Everyone’s using AI. Almost no one’s getting results they want.
You’ve seen the demos. AI writes code, generates content, answers support tickets. It looks effortless. So you sign up, try a few prompts, get mediocre output, and conclude AI isn’t ready for prime time.
The problem isn’t the technology. It’s how you’re using it.
Most founders treat AI like a calculator. Input request, get perfect output. No context needed, no feedback required, no relationship to build.
But gen AI doesn´t work like that. You asked for “a blog post about our product” and got generic fluff. You uploaded a document and asked for “insights” without explaining what kind of insights or why they matter. The output felt dull because you gave AI nothing to work with.
Then you decided AI wasn’t worth the hype. Meanwhile, your competitors figured out the real trick.
AI isn’t a calculator. It’s more like hiring a smart intern who knows everything but understands nothing about your business.
That intern needs context. They need feedback. They need coaching. Most importantly, they need you to care enough to make them better at their job.
The companies seeing real results treat AI like a teammate, not a tool. They invest time in training it, just like they would train a human. The difference is this teammate works around the clock and never asks for a raise.

Done right, AI collaboration feels different. Instead of fighting the tool, you’re working with a partner who gets smarter every interaction.
Some founders use AI to stress-test big decisions. They feed it context about hiring choices, vendor selections, or strategic pivots, then ask it to argue the other side. Decisions get better when someone always plays devil’s advocate.

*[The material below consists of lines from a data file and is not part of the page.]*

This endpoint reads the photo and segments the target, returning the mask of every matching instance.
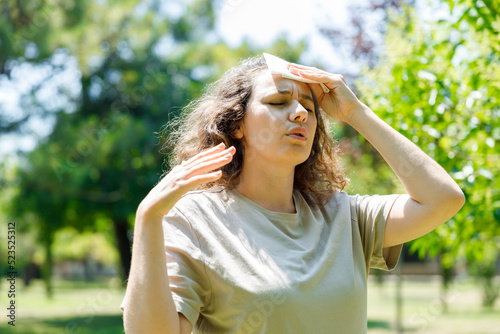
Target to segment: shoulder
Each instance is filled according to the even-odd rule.
[[[229,206],[229,196],[224,188],[195,190],[182,196],[166,218],[184,219],[194,226],[202,221],[225,217]]]
[[[399,194],[390,194],[390,195],[349,195],[349,202],[351,206],[355,207],[379,207],[385,206],[387,204],[392,204],[394,200],[399,196]]]
[[[182,210],[184,208],[207,208],[212,207],[214,203],[225,201],[227,197],[224,188],[194,190],[186,193],[175,204],[175,208]]]
[[[351,203],[352,197],[343,190],[335,190],[330,194],[325,207],[333,209],[348,206]]]
[[[223,189],[196,190],[186,193],[163,217],[163,231],[172,244],[198,244],[200,232],[206,232],[221,216]],[[187,239],[190,240],[187,240]],[[174,240],[176,239],[176,240]]]
[[[324,205],[308,204],[305,196],[301,194],[301,211],[310,212],[316,219],[323,219],[327,222],[345,220],[351,217],[351,196],[345,191],[335,190],[328,195],[328,200]]]

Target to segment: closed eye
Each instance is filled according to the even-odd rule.
[[[269,102],[269,105],[271,106],[284,106],[286,102]],[[306,109],[308,112],[314,112],[313,109],[307,108],[306,106],[302,105],[304,109]]]
[[[314,112],[314,109],[311,109],[308,105],[302,104],[302,107],[304,107],[304,109],[307,110],[307,112]]]

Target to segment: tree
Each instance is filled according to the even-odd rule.
[[[49,294],[56,231],[92,231],[102,217],[113,224],[126,279],[135,210],[162,174],[155,132],[207,82],[256,53],[246,44],[231,50],[204,41],[213,28],[210,1],[194,1],[178,17],[159,1],[85,6],[74,29],[44,35],[61,41],[54,54],[78,60],[81,89],[72,110],[54,113],[52,133],[21,155],[11,208],[38,231]],[[280,40],[271,52],[296,61],[302,47]]]
[[[54,50],[63,46],[61,31],[68,34],[80,29],[80,19],[89,8],[87,4],[82,0],[3,1],[0,4],[0,78],[12,82],[22,79],[15,75],[21,68],[36,71],[41,67],[50,67],[43,79],[46,82],[65,71],[66,64],[52,62],[51,57]],[[33,94],[41,88],[40,85],[36,83],[31,93],[22,97],[21,112],[14,114],[13,110],[0,103],[0,135],[29,134],[31,131],[26,125],[30,119],[47,119],[56,112],[33,103],[36,102]],[[66,93],[62,90],[60,98]]]
[[[380,62],[357,83],[362,99],[450,171],[466,195],[453,219],[412,243],[422,256],[441,254],[444,268],[461,256],[491,268],[500,248],[500,17],[484,4],[464,1],[438,22],[424,22],[411,7],[393,15]]]

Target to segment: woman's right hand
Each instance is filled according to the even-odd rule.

Others turn AI into their research assistant for competitive analysis. They feed it competitor websites, funding news, and job postings, then ask for strategic implications. Market intelligence becomes automated when AI connects dots you don’t have time to find.
This isn’t about being an AI power user with a computer science degree. It’s about recognizing that coaching AI is faster than doing everything yourself.
Most founders are still figuring out prompts while others have moved on to building AI into their actual workflows.
The difference isn’t technical skill or budget. It’s recognizing that AI needs the same investment you’d make in any new team member. Context, feedback, iteration.
Companies that treat AI like software get software results. Companies that treat AI like a thinking partner get thinking partner results.
The technology isn’t the barrier anymore. Your approach is.